Pooled DSR ≈ 0.05 — the strategy underperforms what a random selection of N candidates would deliver. Do not deploy.

What this approach cannot tell you

DSR is not a forecast. It is a statement about what you observed in the backtest, adjusted for how hard you looked. A DSR of 0.99 does not promise live Sharpe 2.0; it promises that if the underlying return-generating process stays what the backtest sampled, the strategy probably has real skill. Regime changes, structural breaks, venue-specific dynamics — those are separate risks that DSR is silent about, which is why we also run cross-asset validation, walk-forward partitioning, and enforce Rule 17.

There is also a venue-specific drift we accept as known-bounded noise: training may source primary and cross-asset data from Kraken or Binance depending on availability, while live trades on Hyperliquid. Prices differ by a handful of basis points across venues at the same timestamp. We have verified the timestamp-alignment contract holds across all three venues and accept the small distributional shift.

How p-value, PSR, and DSR fit together

They answer three different questions, and all three matter:

Metric	Question answered	Accounts for
p-value	“Could this Sharpe have arisen from a random sign-permutation of the same trades?”	Sample size only
PSR	“What is the probability the true Sharpe is greater than 0?”	Sample size + non-normality (skew, kurtosis)
DSR	“Given we tested N strategies, what is the probability this is the real one?”	Sample size + non-normality + selection bias

The relationship at a high level: PSR(0) ≈ 1 − p-value under certain distributional assumptions (Gaussian returns, no multiple testing). The further returns depart from Gaussian, the more PSR and (1 − p) diverge. DSR then further deflates PSR by the cohort-size correction.

In practice, we compute all three and require all three to look strong:

Main-run p-value < 0.05 — the Sharpe is not a permutation artefact.
Per-fold p-values — no catastrophic regime; Rule 17 clean.
Pooled DSR ≥ 0.80 — edge survives the selection-bias correction across our 25-agent roster.

A strategy with Sharpe 2.3 and main-run p = 0.0001 but pooled DSR 0.45 is not considered production-quality.
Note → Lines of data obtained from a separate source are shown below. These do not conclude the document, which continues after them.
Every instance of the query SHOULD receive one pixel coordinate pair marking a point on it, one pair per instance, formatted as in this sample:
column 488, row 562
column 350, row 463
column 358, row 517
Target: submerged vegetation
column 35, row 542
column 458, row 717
The first two numbers say “this backtest wasn’t a fluke”; the third says “but we tested many strategies, and a few this good were expected by chance — we need more evidence before deploying”.

The hierarchy in practice

p-value is the trigger condition — a research round that doesn’t improve at least one agent’s p-value is considered a null round, even if Sharpe moved around.
DSR is the selection filter — among the cohort of p-significant candidates, DSR sorts who actually earns a Production-Quality slot.
Walk-forward p-values are the regime sieve — both a prerequisite (need positive Sharpe in ≥4/6 folds with ≥1 fold significant) and a disqualifier (Rule 17 — no fold significantly negative).

References

Bailey, D. H. & López de Prado, M. (2012). “The Sharpe Ratio Efficient Frontier.” Journal of Risk 15(2).
Bailey, D. H. & López de Prado, M. (2014). “The Deflated Sharpe Ratio: Correcting for Selection Bias, Backtest Overfitting and Non-Normality.” Journal of Portfolio Management 40(5).
López de Prado, M. (2018). Advances in Financial Machine Learning. Wiley. Chapters 5 (fractional differentiation) and 14 (backtest overfitting) for the broader context.